QUESTIONS.- Dans votre discours d'investiture, vous avez exprimé le souhait de rassembler les Français. Après deux ans et demi de pouvoir, est-ce que vous estimez que ce souhait se réalise compte tenu de ce qu'on pourrait appeler un certain nombre de signes par exemple : les résultats des élections sénatoriales ou de certains sondages et une certaine organisation de l'opposition.
- LE PRESIDENT.- Le fait dominant en France comme dans beaucoup de pays du monde en-particulier en Occident, c'est ce que l'on appelle la crise, que l'on pourrait appeler autrement, mutation, transformation des structures de l'association industrielle et que ce fait dominant continue de régler les humeurs, les -rapports de force, alimente les contradictions. Je n'en ai pas pour autant abandonné le projet mais c'est une affaire qui s'exerce sur la durée de rassembler au-delà des sondages qui ne sont que la photographie d'un moment, les Français autour de quelques objectifs grands et simples. Mais il nous faut pour cela régler les effets les plus cruels de la crise. Cela n'est pas aisé puisqu'il s'agit d'un environnement international.
- Vous me parlez de sondage, parlons-en encore un instant. Dans le dernier, j'ai pu constater que c'étaient quand même les Français qui avaient le moins lourdement supporté la charge de la crise dans tous les pays industriels. Cela n'est pas encore bien perçu dans l'opinion française mais cela se fera à mesure que nous avancerons si nous sommes persévérants, si nous restons fidèles à la ligne fixée et si nous savons bien entendu - mais cela c'est ma tâche en-particulier - éviter que les passions ne s'exacerbent. Sans oublier que, en fin de compte, dans deux, trois, ou quatre ans la France, en rassemblant ses forces, peut représenter une grande puissance.\
QUESTION.- Dans ce même discours vous exprimiez l'opinion que jusqu'à la victoire du 10 mai `1981` le peuple de France - et vous employiez le terme "la majorité sociale" - vous n'avez pas eu souvent au fond, voix au chapitre. Est-ce qu'on peut affirmer qu'il s'exprime mieux aujourd'hui, ce peuple de France ? Et pour ne prendre qu'un exemple, la politique étrangère de votre pays, en quoi y participe-t-elle mieux et en quoi faut-il ne pas voir une sorte de continuité entre la politique d'aujourd'hui et celle d'hier ?
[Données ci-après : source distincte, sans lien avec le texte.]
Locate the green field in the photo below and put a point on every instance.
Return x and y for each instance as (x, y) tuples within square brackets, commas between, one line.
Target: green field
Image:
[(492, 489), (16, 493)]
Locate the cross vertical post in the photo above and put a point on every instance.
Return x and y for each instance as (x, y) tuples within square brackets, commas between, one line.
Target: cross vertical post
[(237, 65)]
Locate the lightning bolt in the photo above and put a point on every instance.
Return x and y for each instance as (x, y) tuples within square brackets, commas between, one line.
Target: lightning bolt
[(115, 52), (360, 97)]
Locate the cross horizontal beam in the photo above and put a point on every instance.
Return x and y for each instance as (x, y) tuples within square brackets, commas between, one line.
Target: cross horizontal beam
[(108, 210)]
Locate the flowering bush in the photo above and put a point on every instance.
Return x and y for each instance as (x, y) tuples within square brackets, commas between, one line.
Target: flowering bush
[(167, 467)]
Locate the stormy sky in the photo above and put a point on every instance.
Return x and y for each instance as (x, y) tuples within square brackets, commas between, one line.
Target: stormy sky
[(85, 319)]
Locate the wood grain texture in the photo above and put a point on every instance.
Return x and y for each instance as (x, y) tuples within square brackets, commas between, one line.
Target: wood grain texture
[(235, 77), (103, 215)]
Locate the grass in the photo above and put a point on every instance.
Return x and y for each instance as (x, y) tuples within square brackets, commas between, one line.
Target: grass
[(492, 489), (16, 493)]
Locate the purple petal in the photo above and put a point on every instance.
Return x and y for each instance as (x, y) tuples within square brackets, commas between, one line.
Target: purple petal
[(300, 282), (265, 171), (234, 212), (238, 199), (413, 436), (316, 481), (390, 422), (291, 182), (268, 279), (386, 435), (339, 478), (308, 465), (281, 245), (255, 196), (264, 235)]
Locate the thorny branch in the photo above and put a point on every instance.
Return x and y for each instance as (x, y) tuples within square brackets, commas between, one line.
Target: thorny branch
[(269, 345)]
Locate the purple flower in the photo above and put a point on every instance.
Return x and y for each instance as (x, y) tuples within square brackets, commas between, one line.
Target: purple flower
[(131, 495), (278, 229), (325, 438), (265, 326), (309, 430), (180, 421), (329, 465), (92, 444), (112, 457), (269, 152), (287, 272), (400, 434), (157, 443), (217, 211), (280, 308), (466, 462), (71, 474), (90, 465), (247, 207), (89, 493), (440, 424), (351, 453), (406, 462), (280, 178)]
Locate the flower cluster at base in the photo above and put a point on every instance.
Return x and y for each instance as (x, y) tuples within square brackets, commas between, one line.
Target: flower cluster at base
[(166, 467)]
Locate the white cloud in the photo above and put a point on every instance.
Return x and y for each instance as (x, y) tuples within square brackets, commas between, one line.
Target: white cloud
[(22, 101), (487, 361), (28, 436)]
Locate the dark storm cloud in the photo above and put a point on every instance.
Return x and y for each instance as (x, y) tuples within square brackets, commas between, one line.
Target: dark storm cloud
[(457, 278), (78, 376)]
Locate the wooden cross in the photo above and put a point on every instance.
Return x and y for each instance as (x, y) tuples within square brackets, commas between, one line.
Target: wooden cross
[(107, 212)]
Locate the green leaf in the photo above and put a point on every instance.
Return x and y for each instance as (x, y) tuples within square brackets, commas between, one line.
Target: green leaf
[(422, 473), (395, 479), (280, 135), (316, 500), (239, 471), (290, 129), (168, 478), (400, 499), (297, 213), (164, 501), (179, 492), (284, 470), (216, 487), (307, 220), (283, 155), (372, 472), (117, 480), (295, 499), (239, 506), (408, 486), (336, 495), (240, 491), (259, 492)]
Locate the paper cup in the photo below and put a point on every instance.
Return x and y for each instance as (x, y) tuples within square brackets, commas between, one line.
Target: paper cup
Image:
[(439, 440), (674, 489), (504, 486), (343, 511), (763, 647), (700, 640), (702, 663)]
- LE PRESIDENT.- Vous passez quand même d'un sujet à l'autre. Ce que j'appelais, en effet, cette majorité sociale, c'est une évidence historique qu'elle a rarement pu s'exprimer et surtout l'emporter pour des raisons multiples qui tiennent aux forces dominantes d'une société, à ce que l'on appelle d'un terme un peu trop simple et qui mériterait d'être expliqué davantage, un modèle culturel.
- En fait la gauche - puisqu'en France depuis déjà longtemps les termes de gauche et droite recouvrent d'autres notions : les conservateurs, les gens de progrès £ au XIXème siècle, la Résistance était la droite et le mouvement, la gauche. Cela fait partie sans doute des deux façons d'être de la -nature humaine.
- C'est vrai que ce que l'on appelle la gauche a rarement gouverné en France depuis fort longtemps. A cela s'est mêlé, avec le développement des luttes sociales du XIXème siècle et au début du XXème, une sorte de complication avec d'autres explications. Quand on était de gauche, on était républicain. Puis la République s'est installée. Le phénomène des classes sociales a apporté une coloration particulière à cette notion.
- Cette gauche-là, elle n'a quasiment pas gouverné. En 1936, oui et encore, dans quelles conditions ! Au lendemain de la guerre, ce n'est même pas tellement évident. De telle sorte que nous avons beaucoup de retard historique.\
C'est donc, en soi, un événement considérable, ce qui s'est produit le 10 mai 1981 `élection présidentielle 1981`. Mais là, soyons juste : on ne peut pas nous reprocher à la fois de mettre en oeuvre notre programme et de ne pas le mettre en oeuvre. C'est l'un ou c'est l'autre. Et je peux dire moi-même que j'ai veillé avec scrupule à insérer dans les faits toute une série de projets que j'avais communiqués au peuple français à l'époque et qui rentrent dans leur vie quotidienne.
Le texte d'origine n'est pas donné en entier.